2. Smells. Let’s talk about smells. You know how New Orleans, ground zero for Mardi Gras, is fantastical, colorful, and truly amazing (just like motherhood)? Well, if you haven’t noticed, New Orleans also smells funny– like sour beer and day-old hot dogs and beignets and coffee and dirty fraternity guys mixed with whiffs of majestic southern magnolia trees. That’s how motherhood smells! Except instead of beer, it’s the sour milk that was all over my nursing bras and maternity clothes (because you still wear those after you have a baby, but no one tells you that) my sheets, my car, and my towels. It’s possible I was an over-producer.
3. Inhibitions. During Mardi Gras, inhibitions are lowered (probably from all the beer and breasts) and people say and do things they never have before. It’s like a haze of “don’t ask, don’t tell” falls over the Mississippi Delta and everyone becomes someone else….at least for those days they linger in the Mardi Gras bubble. Honey, that’s motherhood. I found myself saying things I had never said before, like “Can someone please bring me a napkin because my nipple is cracked and bleeding?” Or, to dear husband, “If you wake me up one more time to feed that baby, I am going to move to New Zealand as soon as I get some sleep.” I said lots of stupid sh*t at Mardi Gras, like “sure, I’d love you to walk me back to my hotel,” or “do you like my fake ID? (to a bouncer).” In motherhood, I also did things I had never done before, like riding the escalator (up and down) in Macy’s with my newborn daughter sobbing about how beautiful she was and how damn tired I was. That’s not so really different from the time I was in New Orleans walking down the street sobbing because I met a street poet who spoke the most beautiful words of poetry to me at 4:00 a.m.
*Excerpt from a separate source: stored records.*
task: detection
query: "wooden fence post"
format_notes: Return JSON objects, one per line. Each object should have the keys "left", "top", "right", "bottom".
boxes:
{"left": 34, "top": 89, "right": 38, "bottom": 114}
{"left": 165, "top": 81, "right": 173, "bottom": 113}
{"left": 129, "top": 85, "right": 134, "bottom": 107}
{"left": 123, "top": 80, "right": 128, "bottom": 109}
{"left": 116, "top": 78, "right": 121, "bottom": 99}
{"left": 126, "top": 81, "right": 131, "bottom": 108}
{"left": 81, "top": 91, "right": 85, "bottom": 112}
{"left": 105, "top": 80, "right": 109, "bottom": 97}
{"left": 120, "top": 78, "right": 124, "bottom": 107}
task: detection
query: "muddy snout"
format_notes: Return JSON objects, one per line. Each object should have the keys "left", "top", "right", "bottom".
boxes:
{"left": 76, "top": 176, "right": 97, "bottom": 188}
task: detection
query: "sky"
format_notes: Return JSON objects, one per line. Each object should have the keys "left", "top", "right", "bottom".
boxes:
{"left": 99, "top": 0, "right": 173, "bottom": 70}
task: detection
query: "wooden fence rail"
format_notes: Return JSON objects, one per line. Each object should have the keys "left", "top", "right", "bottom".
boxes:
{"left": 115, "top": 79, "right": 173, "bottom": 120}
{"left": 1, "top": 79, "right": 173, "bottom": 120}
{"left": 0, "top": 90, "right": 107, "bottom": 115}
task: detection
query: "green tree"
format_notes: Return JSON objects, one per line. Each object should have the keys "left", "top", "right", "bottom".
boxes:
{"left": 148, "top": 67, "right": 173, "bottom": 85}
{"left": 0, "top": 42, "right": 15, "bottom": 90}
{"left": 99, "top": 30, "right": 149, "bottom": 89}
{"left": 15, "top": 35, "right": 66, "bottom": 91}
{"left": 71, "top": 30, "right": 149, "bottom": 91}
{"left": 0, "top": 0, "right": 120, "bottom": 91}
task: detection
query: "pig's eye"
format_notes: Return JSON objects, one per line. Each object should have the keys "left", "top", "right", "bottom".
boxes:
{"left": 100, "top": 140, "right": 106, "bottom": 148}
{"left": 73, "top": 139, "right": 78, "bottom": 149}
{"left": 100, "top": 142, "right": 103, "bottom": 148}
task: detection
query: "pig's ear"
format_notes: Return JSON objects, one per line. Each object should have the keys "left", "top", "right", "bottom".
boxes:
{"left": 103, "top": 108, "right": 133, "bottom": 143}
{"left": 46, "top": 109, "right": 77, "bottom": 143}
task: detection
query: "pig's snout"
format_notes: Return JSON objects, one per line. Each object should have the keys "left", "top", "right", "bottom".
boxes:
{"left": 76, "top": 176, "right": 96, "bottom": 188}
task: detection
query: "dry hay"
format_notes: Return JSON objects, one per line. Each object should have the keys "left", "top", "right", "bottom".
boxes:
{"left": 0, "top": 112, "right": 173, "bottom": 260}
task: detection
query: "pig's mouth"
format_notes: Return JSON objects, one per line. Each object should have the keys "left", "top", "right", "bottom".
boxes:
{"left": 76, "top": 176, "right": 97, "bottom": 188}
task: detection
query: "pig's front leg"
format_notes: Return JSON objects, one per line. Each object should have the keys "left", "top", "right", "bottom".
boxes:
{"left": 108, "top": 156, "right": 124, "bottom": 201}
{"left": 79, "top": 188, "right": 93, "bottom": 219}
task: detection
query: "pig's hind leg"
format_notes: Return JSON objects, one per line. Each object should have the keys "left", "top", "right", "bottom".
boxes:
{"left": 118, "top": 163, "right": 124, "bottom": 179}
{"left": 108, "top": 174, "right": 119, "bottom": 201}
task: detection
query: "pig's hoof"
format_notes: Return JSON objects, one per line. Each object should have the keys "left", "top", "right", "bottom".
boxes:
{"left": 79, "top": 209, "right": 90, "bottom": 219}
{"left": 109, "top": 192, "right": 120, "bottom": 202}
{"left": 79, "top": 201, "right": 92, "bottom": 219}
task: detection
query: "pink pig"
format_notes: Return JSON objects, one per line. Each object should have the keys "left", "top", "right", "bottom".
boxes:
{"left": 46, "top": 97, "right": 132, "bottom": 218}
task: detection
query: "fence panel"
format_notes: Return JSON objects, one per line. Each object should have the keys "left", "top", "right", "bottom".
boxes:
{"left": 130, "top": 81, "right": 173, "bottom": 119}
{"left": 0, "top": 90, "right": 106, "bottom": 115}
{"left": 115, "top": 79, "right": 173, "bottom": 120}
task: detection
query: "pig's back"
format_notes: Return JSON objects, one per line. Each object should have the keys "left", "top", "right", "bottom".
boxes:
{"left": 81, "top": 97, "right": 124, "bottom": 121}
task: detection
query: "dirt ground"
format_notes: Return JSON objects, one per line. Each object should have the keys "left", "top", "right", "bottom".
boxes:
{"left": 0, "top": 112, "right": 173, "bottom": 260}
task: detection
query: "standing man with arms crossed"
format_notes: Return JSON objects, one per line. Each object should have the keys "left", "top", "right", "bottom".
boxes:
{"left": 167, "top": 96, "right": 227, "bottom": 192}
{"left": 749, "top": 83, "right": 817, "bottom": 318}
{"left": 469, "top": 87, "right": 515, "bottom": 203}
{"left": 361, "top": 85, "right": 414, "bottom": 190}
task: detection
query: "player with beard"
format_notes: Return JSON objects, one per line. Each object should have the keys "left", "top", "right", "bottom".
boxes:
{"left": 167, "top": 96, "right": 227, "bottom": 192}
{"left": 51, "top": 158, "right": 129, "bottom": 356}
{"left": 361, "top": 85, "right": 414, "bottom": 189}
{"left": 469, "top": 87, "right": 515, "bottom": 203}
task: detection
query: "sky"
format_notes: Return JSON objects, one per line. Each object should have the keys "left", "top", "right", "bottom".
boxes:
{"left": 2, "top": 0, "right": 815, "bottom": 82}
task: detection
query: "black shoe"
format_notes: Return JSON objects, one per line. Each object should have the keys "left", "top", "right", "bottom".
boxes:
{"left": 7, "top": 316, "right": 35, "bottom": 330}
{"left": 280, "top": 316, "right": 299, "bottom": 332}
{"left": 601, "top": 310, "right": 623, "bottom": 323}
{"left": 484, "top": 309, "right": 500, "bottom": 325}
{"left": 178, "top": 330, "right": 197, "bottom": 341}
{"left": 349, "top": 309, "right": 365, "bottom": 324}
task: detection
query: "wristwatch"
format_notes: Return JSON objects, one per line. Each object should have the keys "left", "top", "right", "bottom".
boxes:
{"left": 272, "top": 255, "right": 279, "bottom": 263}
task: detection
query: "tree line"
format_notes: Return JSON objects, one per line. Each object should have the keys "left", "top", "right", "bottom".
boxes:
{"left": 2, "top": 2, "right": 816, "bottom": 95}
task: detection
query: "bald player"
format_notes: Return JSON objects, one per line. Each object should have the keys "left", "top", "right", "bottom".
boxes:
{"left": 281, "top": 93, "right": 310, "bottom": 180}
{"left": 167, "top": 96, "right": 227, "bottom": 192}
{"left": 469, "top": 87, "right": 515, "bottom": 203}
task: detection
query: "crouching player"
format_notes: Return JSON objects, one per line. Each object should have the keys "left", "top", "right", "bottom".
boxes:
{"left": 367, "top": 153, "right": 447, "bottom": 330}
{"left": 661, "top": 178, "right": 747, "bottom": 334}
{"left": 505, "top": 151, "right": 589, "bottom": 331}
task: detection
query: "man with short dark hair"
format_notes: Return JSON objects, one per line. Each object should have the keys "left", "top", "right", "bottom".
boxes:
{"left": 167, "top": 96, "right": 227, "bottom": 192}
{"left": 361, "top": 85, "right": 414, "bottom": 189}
4. Hmmmm. I know there were four things. I forgot the fourth one. See? See how much motherhood is like Mardi Gras? Don’t tell me you never forgot where your hotel was during Mardi Gras– I don’t believe you. Once I forgot which hotel was mine, right after I lost my wallet and my shoes. Do I remember what happened? No. I was 20 years old and very absorbed in finding my way back to Pat O’Brien’s to see if that cute guy who was standing next to the bathroom was still there drinking that hurricane and talking to that skanky girl from Lake Ponchartrain. That’s exactly the feeling I have in motherhood on a daily basis. Where’s my wallet? I have no idea. Are both the kids in the car? Not sure. Are they strapped in properly? Couldn’t tell you. Have I had lunch? Define “lunch.” Have I showered since the mid-term elections? Doubtful. Have I talked to an adult in a while? Does a 2-year-old child count as an adult for the purposes of this question?
So, yes, Motherhood. It reminds me a lot of Mardi Gras, except there are babies instead of beads. It’s the time of your life, but you may not remember it all. Hopefully, you will remember the good parts and take lots of pictures. And unlike Mardi Gras’ dumber and uglier cousin, Las Vegas, what happens at Mardi Gras and in Motherhood does not have to stay there– you get to blog and blab all about it. I can’t wait to hear.